The exchange stated that call auctions for PYUSD will run from 11 A.M. to 12 P.M. UTC, with spot trading commencing immediately after. However, users will not be able to withdraw the stablecoin until 10 A.M. UTC on Oct. 4.
OKX’s decision reflects the growing adoption of PYUSD in recent months. Earlier this week, MoonPay also integrated PYUSD, allowing users to purchase the stablecoin using all major payment methods in supported countries except Canada.
PYUSD is a stablecoin redeemable for US dollars and backed by US dollar deposits, short-term US Treasuries, and similar assets.
PYUSD saw significant growth after its expansion to the Solana blockchain, which boosted its market capitalization beyond $1 billion in August. However, its market cap has since dropped to about $716 million as of press time.
Why PYUSD supply declined
The recent drop in PYUSD supply is tied to the waning incentive programs for the digital asset on the Solana blockchain.
Data from DeFiLlama shows that Solana-based PYUSD supply, once over $660 million, has decreased by more than 50% to $314 million in the past month. In contrast, the amount of PayPal’s stablecoin on Ethereum grew by 7%, reaching $377 million.
Tom Solport, a Solana enthusiast, explained that the rewards initially offered by PYUSD were too high but ended too quickly.

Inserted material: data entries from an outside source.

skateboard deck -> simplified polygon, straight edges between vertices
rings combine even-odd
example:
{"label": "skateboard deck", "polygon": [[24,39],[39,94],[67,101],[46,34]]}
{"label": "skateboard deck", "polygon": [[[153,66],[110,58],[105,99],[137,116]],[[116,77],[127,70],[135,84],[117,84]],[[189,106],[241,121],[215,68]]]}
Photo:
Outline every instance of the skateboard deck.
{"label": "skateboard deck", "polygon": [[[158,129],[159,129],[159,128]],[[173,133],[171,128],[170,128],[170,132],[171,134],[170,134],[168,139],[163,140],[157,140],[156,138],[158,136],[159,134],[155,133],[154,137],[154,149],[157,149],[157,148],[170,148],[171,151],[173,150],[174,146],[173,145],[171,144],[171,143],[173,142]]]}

He noted that the high yields attracted many farmers, but when the returns dropped sharply, users switched back to USDC.
Tom suggested that a stable 11% annual percentage yield (APY) over 12 months might have been more sustainable and could have helped secure better integration with centralized exchanges (CEXs).
He added:
“I guess the strategy for them incentivising was to encourage farmers to swap into pyusd encouraging big otc orders and a high MC to then negotiate with cex’s for integration maybe they achieved that goal and that’s why the campaign was done in the way it was.”